In a landmark vote, the California Energy Commission (CEC) has approved a new building standard mandate that requires new commercial buildings to include solar and energy storage. The vote, which affects the 2022 California Energy Code effectively requires new high-rise, and multi-family facilities to add solar and storage. As a result, California officially becomes the first state to set a solar + storage mandate within their building standards. The CEC vote now sends this directive to the state’s Building Standards Commission for final approval.

Key Provisions

  • The new requirements will go into effect on January 1, 2023, if the California Building Standards Commission approves the ruling.
  • Commercial buildings that are covered under the new code are hotels, office buildings, clinics, restaurants, medical buildings, retail, grocery stores, convention centers, schools, theaters, and auditoriums.
  • The PV is to be sized to meet a target of at least 60% of the building's load and the storage is to be sized to reduce exports up to 10%.

What's the net effect?

Mandating the installation of solar and storage into new commercial buildings will significantly accelerate deployments of solar and energy storage projects in the non-residential sector. According to the CEC, this new mandate will result in an additional 280 megawatts (MW) of solar deployments per year. The Commission also estimates this will facilitate 100 MW / 400 MWh of energy storage deployments annually.

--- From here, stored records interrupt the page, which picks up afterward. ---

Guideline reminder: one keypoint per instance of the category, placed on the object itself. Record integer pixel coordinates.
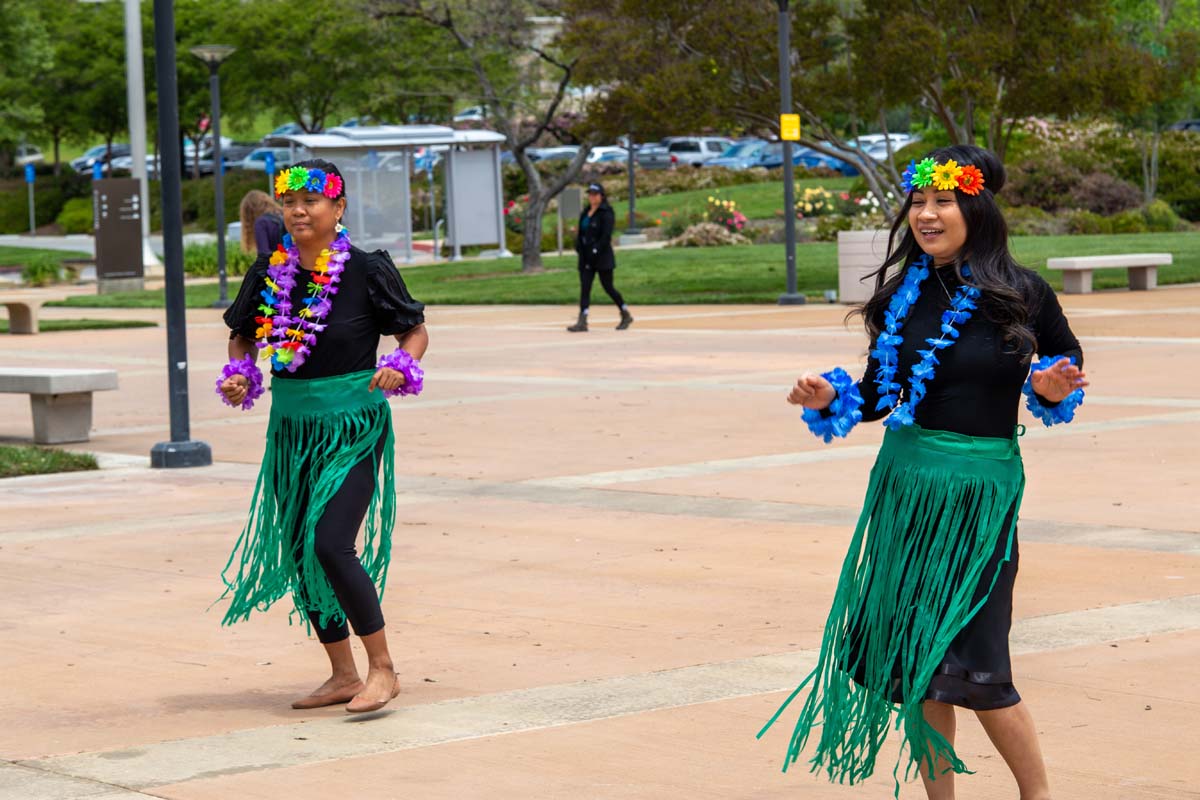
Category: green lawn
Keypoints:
(714, 275)
(59, 325)
(21, 256)
(39, 461)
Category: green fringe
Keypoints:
(318, 431)
(934, 513)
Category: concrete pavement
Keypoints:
(616, 551)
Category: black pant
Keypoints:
(334, 545)
(587, 275)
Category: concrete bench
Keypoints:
(23, 311)
(60, 398)
(1077, 272)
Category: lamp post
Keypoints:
(180, 451)
(213, 55)
(633, 184)
(791, 298)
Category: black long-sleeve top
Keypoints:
(977, 385)
(371, 301)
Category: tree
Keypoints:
(306, 65)
(1165, 34)
(511, 59)
(61, 79)
(25, 44)
(973, 65)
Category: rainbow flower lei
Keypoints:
(285, 338)
(301, 179)
(945, 178)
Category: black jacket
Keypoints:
(594, 242)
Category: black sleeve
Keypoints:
(395, 310)
(239, 317)
(605, 222)
(1050, 326)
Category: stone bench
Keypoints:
(1077, 271)
(23, 311)
(60, 398)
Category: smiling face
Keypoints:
(937, 223)
(311, 217)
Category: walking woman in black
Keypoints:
(593, 242)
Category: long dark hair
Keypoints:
(1006, 286)
(327, 167)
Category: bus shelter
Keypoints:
(378, 164)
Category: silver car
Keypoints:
(683, 151)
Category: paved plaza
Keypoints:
(613, 558)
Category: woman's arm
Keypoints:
(414, 342)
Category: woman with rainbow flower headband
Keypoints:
(315, 311)
(921, 617)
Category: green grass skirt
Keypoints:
(934, 515)
(318, 431)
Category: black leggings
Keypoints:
(334, 543)
(587, 276)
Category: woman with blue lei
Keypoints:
(313, 312)
(921, 617)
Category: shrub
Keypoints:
(201, 260)
(1043, 181)
(1105, 194)
(76, 216)
(1129, 222)
(1161, 217)
(725, 212)
(1032, 221)
(1087, 222)
(40, 270)
(707, 234)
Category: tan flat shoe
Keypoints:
(357, 707)
(331, 698)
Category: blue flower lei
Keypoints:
(1062, 411)
(887, 346)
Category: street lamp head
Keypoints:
(213, 54)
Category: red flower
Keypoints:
(971, 180)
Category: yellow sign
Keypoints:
(790, 127)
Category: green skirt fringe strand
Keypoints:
(934, 515)
(318, 431)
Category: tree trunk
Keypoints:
(531, 245)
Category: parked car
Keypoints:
(749, 154)
(564, 152)
(28, 154)
(473, 114)
(83, 164)
(607, 152)
(685, 151)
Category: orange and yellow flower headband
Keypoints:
(943, 178)
(301, 179)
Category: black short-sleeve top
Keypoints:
(371, 301)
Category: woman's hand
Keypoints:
(387, 379)
(234, 388)
(1057, 380)
(813, 391)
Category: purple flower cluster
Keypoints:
(405, 364)
(250, 371)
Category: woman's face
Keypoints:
(311, 216)
(937, 223)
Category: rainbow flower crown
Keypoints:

The CPUC is currently in the process of modifying the net metering program, which pays solar owners for any excess energy generated. The California Investor Owner Utilities (IOU) are proposing a series of drastic changes to NEM, which if implemented would significantly erode the value of solar. Supporters of this new mandate, such as CALSSA argue this could cause the new building standard mandate to no longer to be cost-effective.

Updates in ETB Developer

Users have always had the ability to generate underlying load profiles in ETB Developer in instances where they do not have interval meter data for their customers, such as for new buildings. Our ETB Load Profiler feature enables users to synthetically create a 365-day load profile by baselining it against different types of reference load profiles. Users can baseline against any interval meter data file they have previously imported into their account. Additionally, we have 16 pre-loaded (NREL) National Renewable Energy Laboratory non-residential load profiles to select from. Furthermore, our Account Management team has a large folder of other types of (anonymized) commercial load profiles we can share on request.